In this printf("%d,", num2[i]); is not giving the array. But it works when we put *k=*j; in the function. Can you please explain why ? Thanks.

Answer 1

k=j assigns the pointer k to the value (address pointed to) of pointer j. This toggles which array (num1 or num2) k points to but doesn't change the value of any array element.

*k=*j sets the array element that k points to to the value of the array element j points to.

Answer 2

The statement k = j; which means "assign the value stored in j as the value of k", merely copy the value stored in j to k. It does nothing on the arrays, just the pointer k points to the address pointed to by j. The assignment and increments effects only local variable j and k, nothing else.

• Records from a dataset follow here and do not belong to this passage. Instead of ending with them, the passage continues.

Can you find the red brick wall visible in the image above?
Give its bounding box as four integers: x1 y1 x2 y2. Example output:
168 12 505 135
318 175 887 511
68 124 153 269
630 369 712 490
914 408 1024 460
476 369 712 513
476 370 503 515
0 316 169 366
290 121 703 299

When you write *k = *j;, it essentially means "assign the content of address j to address k", which does the copying, and incrementing j and k points them to the next array element.

Answer 3

*k = *j copies the content of the "cell" j points to to the cell k points to. On the contrary, k = j makes k point to where j points. If you think about this, k = j is wrong, as you do not alter the content of your arrays, but rather just change the local variable k. Hence in your example, the print statement inside display does, in fact, not print num2, but num1 (as at the point of the print statement, k points to the same location as j does, which is an element of num1).

Answer 4

Because you have not initialized the array num2 nor copy it from num1.